I just wanted to give you heads up in case I do sound a bit wee sad on occasion in the coming few months. I’m happy, just working on ME. Just so you know, it took me years to seek help because in Ukraine the only “therapy” we knew back then was alcohol, and I hesitated for months to share here of the fear that I will get an angry phone call from my mom. And sitting there in therapy alone is scary at times, sometimes I’m honestly scared of the next question and sometimes of my answer. But I need to think of me, move on and be 100% myself for my family. Just to be healthy, which is more than just food and exercise. So, everything is fine but it’s not, but I am happy with the exception of this skeleton hiding in my closet. And last, just so you know your words “You are a good person”,“You are kind” and “You are an amazing woman and friend” have moved me towards seeking help as I have never heard those words from my own mother or sister. I heard them from Alex first. So, this is why me saying “Thank You” doesn’t feel enough or even close to appropriate. I’m simply grateful to so many of you for being honest with me.
That is it. Just this. I know it’s completely weird to share life stories amongst pumpkin oatmeal cookies, but this is one of rare moments when I’m entirely grateful for our society’s technological advancement. Who knows what kind of “wine therapy” I would be knee deep in by now if not for an easy access to shrink-ing and world wide web. Now go bake some pumpkin cookies and maybe have them for dinner?! I will today because I need to use up leftover organic pumpkin puree.
After re-reading this post about 50 times, I’m hitting “publish” and hoping I won’t hear what I’m so scared to hear from the women in my family – judgement. However, I feel so excited to be free of that load finally. Have a great week!:)
- 1 egg, large
- 1/2 cup coconut oil, measured melted
- 1/2 cup maple syrup
- 1/2 cup pumpkin puree (I use organic BPA free)
- 1 tsp pure vanilla extract
- 2 tsp pumpkin pie spice
- 1/2 tsp baking soda
- 1/4 tsp salt
- 1 + 1/2 cups quick oats, quick or old fashioned (rolled)
- 1 cup spelt flour
- 1/2 cup pumpkin seeds
- Cooking spray (I use Misto)
- Preheat oven to 350 degrees F, line large baking sheet with unbleached parchment paper and spray with cooking spray.

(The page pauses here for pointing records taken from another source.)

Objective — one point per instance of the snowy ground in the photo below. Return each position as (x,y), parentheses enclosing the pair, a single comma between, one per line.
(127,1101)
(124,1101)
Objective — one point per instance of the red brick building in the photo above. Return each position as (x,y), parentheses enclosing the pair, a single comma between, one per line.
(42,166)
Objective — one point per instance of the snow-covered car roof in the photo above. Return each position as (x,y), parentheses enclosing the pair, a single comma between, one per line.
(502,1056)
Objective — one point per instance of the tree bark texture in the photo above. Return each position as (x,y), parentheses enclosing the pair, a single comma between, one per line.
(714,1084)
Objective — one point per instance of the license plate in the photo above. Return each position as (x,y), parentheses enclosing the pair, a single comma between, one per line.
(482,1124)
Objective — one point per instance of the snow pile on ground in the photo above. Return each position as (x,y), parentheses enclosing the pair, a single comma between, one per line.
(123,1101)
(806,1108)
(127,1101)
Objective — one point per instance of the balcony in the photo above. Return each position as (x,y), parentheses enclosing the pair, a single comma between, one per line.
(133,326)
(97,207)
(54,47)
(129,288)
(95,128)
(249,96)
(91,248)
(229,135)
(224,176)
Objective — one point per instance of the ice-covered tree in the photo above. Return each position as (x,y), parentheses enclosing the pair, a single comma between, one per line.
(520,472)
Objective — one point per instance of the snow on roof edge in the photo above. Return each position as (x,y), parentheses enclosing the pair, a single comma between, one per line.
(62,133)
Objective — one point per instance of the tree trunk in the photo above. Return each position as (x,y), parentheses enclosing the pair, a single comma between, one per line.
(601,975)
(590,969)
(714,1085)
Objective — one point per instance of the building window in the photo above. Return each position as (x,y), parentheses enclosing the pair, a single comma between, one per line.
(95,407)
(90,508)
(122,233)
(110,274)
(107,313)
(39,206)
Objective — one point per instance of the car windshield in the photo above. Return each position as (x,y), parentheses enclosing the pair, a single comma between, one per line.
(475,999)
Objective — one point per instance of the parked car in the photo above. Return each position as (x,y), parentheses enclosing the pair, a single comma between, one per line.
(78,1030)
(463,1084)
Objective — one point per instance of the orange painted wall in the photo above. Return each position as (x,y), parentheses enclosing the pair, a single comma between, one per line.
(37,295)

- In a large mixing bowl, whisk the egg. Add coconut oil, maple syrup, pumpkin puree, vanilla, pumpkin pie spice, baking soda and salt; whisk until well combined. Add oats and stir to mix. Add flour and mix well until thick dough forms. Add pumpkin seeds and give a few stirs.
- Using small cookie scoop, place batter on previously prepared sheet and flatten with the back of a scoop or hands. Cookies do not spread, I had 9 cookies per sheet. Bake in batches for 15 minutes. Remove from the oven and let cookies cool for a minute, then transfer onto a cooling rack to cool off a bit more.